Model is being trained in mixed precission.
I added this hook
def nan_hook(self, inp, output):
if not isinstance(output, tuple):
outputs = [output]
else:
outputs = output
for i, out in enumerate(outputs):
nan_mask = torch.isnan(out)
if nan_mask.any():
print("Hook: Nan occured In", self.__class__.__name__)

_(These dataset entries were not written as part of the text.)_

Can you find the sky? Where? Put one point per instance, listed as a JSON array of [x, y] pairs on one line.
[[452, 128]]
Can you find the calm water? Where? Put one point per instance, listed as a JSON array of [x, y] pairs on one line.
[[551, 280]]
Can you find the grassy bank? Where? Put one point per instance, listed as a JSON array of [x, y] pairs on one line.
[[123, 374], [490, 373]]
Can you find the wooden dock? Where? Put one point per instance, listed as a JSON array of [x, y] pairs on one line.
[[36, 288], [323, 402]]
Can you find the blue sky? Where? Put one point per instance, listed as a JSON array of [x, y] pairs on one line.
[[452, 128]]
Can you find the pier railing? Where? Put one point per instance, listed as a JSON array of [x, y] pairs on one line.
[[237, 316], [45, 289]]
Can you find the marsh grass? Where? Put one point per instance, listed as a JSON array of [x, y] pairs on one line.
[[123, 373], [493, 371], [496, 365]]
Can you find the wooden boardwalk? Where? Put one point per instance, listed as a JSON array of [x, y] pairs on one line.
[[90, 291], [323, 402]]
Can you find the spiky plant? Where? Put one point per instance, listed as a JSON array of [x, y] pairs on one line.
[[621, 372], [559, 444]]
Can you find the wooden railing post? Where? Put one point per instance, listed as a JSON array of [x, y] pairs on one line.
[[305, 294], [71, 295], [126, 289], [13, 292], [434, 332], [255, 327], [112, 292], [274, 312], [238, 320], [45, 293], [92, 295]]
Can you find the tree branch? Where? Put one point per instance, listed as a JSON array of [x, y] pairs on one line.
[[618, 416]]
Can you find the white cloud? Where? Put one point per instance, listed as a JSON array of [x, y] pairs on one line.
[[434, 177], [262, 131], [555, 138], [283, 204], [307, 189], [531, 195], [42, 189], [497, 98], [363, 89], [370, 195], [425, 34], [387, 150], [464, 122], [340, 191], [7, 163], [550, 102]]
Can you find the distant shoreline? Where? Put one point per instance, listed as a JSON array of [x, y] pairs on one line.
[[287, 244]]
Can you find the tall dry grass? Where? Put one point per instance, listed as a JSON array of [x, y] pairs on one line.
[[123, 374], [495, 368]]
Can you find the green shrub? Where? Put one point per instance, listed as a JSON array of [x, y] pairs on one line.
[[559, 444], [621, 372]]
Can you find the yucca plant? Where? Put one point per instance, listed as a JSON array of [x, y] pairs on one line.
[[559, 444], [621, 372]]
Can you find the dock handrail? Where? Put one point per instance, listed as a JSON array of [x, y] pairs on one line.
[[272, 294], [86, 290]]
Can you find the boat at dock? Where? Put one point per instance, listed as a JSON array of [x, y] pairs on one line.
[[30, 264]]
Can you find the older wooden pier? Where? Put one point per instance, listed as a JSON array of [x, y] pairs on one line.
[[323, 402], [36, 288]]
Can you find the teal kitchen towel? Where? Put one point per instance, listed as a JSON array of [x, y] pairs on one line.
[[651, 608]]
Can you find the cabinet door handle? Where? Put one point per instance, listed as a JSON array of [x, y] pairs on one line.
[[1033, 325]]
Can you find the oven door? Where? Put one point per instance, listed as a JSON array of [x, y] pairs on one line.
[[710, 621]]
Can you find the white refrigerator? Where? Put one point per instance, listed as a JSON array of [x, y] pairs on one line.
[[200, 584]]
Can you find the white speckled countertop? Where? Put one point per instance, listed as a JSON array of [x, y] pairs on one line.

for submodule in self.model.modules():
submodule.register_forward_hook(nan_hook)
Output
70_driver_log_9.txt-SystemLog: 2020-02-22 17:13:45,253:DEBUG : transformers_pretraining.trainer.apexDDP : 159 : ***** Training step 172 *****
70_driver_log_9.txt-SystemLog: 2020-02-22 17:13:45,253:DEBUG : transformers_pretraining.utils : 47 : Inside <function Singleprocess._forward at 0x7f773402fb70>
70_driver_log_9.txt:Hook: Nan occured In Dropout
70_driver_log_9.txt:Hook: Nan occured In BertSelfAttention
70_driver_log_9.txt:Hook: Nan occured In Linear
70_driver_log_9.txt:Hook: Nan occured In Dropout
70_driver_log_9.txt:Hook: Nan occured In LayerNorm
70_driver_log_9.txt:Hook: Nan occured In BertSelfOutput
70_driver_log_9.txt:Hook: Nan occured In BertAttention
Model architecture:
BertLayer(
(attention): BertAttention(
(self): BertSelfAttention(
(query): Linear(in_features=1024, out_features=1024, bias=True)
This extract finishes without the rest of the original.